Some interesting tidbits: Ukraine was firing close to 240,000 rounds of 155mm ammo per month during the summer offensive, which allowed them to achieve a modest fires superiority over Russia. However, in the last month they were down to just 90,000 rounds and suffering higher casualties due to a fires shortfall.

Lots of talk about Zaluzhny, the leaks about his potential dismissal and how that would be a catastrophy (Zelensky may be falling out of favor in the West?), whether Ukraine will dare to mobilize its youth under 25 years of age, who are already the smallest demographic cohort, and thereby jeopardize its future as a country…

They characterized 2024 as the year of opportunity for Russia. Western ammunition production is ramping up, particularly in air defense missiles, whereas Russian strike missile production appears to have peaked.
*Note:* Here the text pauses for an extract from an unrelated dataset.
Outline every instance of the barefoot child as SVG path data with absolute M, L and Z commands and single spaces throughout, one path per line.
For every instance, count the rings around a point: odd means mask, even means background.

Therefore, Russia will find it more difficult to saturate Ukraine’s GBAD from 2025 onwards.

Of course everything is subject to US presidential elections.

Pretty sure that was in the War on the Rocks episode rather than the Russian Contingency one.

But anyway, Ryan Evans basically vouched his credibility on the rumours. He basically stated that Zelensky did in fact plan to fire Zaluzhny and was only foiled because someone leaked it.
 

gelgoog

Brigadier
Registered Member
1 Dergach class corvette damaged in repairs
1 Dergach class corvette destroyed
4 active Dergach class corvettes
2 Dergach class corvettes will enter service
= 4 active corvettes, 1 under repair, 2 will enter service and 1 destroyed
There were only two such Project 1239 ships made. Are you confusing this with something else? This is a Yeltsin era project and there is little chance of more ships being built.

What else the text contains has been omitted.